NASD to Open Attention Exchange

September 2, 2016
NEW YORK–Representatives of the National Association of Securities Dealers unveiled on Friday plans for a nationwide, electronic exchange specializing in the sale, bundling, tranching and swapping of attention and attention-based derivative instruments. “We’re very excited about the possibilities of the attention market,” notes NASD Executive Director Francine Yenk. “The [exchange] will enable real-time trading on multiple scales and will introduce to the attention market unprecedented regularity and liquidity.”

The new exchange, dubbed ‘AX’ and scheduled to open for trading early next year, will initially focus on institutional block-trading of multiple grades of conventional consumer attention. “One of the key features of a regularized commodity market is convergence on a few consistent standards for description of the underlying commodity,” explains Joliet Gagnrenee, Chair of the NASD Standing Committee on Market Science. “Attention is a highly variable commodity, so, in order to clarify the market, we’ll initially be supporting trading in three grades based on familiar touchstones: Iowa Car Dealership Commercial, Must See TV, and Rubberneck.”

Though traditionally attention-based institutions are expected to account for the majority of trading volume, the NASD anticipates an 18-24 month follow-on development of business-to-consumer and consumer-to-consumer transactions. “We are set up to handle large trades among traditional players: newspapers, TV and movie studios, web publishers,” notes NASD’s Yenk. “But we’ve also built in the capacity to handle a much deeper, more fine-grained market.”

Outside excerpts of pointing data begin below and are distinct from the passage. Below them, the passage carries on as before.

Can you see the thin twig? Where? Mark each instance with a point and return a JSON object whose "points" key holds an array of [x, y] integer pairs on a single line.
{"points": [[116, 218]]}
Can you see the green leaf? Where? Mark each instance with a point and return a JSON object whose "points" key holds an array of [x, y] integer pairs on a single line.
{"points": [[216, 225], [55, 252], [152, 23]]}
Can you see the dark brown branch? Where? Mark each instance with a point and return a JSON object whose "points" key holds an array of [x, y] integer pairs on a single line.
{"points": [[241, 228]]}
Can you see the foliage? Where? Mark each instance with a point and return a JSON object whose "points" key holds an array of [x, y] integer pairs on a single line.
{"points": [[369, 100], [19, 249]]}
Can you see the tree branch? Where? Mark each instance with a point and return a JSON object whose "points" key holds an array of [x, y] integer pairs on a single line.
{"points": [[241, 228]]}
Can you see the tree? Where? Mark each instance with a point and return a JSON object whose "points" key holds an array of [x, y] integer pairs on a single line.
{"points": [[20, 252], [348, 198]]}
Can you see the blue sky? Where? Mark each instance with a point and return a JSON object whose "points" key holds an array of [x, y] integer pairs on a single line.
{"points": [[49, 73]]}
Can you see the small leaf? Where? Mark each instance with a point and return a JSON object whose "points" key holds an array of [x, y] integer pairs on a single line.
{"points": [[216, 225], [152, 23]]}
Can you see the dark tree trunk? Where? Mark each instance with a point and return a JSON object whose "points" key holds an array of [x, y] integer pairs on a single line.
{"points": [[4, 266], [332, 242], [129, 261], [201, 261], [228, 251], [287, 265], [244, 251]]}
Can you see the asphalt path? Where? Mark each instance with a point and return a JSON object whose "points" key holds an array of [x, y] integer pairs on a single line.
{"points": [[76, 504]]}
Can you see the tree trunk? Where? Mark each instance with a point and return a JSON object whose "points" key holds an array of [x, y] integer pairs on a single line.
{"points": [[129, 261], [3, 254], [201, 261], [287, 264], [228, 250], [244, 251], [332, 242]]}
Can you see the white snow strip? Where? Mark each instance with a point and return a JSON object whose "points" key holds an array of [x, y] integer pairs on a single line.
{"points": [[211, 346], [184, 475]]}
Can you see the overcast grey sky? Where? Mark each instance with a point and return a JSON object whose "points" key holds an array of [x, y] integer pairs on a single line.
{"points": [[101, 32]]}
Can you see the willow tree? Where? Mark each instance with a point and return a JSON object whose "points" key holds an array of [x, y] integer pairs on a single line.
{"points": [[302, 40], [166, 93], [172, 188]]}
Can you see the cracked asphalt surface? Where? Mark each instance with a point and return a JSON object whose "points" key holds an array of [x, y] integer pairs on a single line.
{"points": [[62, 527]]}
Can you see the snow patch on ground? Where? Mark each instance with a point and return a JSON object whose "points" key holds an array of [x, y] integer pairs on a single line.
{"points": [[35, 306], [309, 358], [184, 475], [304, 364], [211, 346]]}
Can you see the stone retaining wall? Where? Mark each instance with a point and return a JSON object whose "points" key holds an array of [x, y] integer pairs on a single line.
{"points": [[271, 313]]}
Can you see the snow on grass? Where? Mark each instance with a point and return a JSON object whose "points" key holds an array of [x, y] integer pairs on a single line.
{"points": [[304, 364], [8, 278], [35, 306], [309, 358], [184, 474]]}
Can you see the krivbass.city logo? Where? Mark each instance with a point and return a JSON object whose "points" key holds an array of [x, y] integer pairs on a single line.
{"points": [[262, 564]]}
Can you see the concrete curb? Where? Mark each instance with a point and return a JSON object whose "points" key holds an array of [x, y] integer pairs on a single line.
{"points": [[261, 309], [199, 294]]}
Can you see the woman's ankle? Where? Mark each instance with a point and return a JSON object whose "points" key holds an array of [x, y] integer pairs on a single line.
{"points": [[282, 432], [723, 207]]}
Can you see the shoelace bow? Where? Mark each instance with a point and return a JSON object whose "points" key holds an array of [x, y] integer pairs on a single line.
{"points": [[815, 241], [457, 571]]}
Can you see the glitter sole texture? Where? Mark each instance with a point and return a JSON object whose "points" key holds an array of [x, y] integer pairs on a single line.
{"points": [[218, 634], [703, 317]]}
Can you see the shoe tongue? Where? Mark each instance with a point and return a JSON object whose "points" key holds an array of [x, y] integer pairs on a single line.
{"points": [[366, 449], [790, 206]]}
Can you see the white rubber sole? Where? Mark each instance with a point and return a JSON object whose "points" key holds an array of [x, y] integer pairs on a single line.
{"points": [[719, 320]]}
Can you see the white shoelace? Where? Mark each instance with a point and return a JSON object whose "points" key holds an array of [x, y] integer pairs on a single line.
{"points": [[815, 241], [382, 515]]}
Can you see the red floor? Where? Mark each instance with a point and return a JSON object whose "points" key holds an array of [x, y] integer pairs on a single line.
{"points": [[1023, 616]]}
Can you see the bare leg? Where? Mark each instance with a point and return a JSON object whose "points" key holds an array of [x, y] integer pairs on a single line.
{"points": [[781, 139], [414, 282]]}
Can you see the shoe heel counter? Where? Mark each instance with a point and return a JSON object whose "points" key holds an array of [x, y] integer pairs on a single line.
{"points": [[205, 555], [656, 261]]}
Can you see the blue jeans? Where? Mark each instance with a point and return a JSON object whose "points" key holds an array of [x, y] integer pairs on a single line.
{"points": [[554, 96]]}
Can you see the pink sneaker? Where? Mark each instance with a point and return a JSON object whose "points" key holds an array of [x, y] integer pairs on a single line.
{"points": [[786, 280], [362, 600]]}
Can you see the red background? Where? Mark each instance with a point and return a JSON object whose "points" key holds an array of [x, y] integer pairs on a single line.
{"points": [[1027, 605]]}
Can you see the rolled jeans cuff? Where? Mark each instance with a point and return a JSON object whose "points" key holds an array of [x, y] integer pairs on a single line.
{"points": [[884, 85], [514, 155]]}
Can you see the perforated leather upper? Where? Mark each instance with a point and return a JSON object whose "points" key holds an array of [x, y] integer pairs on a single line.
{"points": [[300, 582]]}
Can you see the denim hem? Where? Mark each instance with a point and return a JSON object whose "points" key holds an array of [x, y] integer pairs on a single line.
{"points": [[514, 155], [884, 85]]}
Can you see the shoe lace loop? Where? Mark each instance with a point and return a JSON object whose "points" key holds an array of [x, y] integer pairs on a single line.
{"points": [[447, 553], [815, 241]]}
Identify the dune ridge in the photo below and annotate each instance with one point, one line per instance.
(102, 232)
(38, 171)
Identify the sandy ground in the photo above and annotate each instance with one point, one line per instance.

In conjunction with the unveiling of AX, the NASD also outlined plans for a sub-exchange that would be part of the AX system but is designed to serve consumer and retail traders. “We call it the Short Attention Span Exchange, or SASE,” explains Yenk. “And it’s designed to handle a couple of key transactions, chief among them the ability of users to equitably trade attention with each other.”

Aimed at amateur publishers and other small-scale attention seekers, SASE will enable retail-level traders to purchase high-grade attention in bundled units as small as 100 minutes. “This is sure to be a boon to start-up publishers that are in the early stages of defining an audience,” opines Roberto Manchego, Assistant Director of the Association of American Small Presses. “It takes a lot of the opacity out of the publicity process and is sure to lower the barrier to entry.”

In addition to small-scale trading, NASD officials also anticipate enabling consumer-to-consumer attention trading through SASE. “The technology is really off-the-shelf sort of stuff,” explains NASD’s Yenk. “AX trading stations are equipped with network enabled cameras, and the trading process itself is really pretty simple, something like ‘I’ll look at you and what you’re doing for 8 minutes if you look at me for 12,’ that sort of thing. With SASE we just provide the framework in which those sorts of transactions can be standardized and enforced.”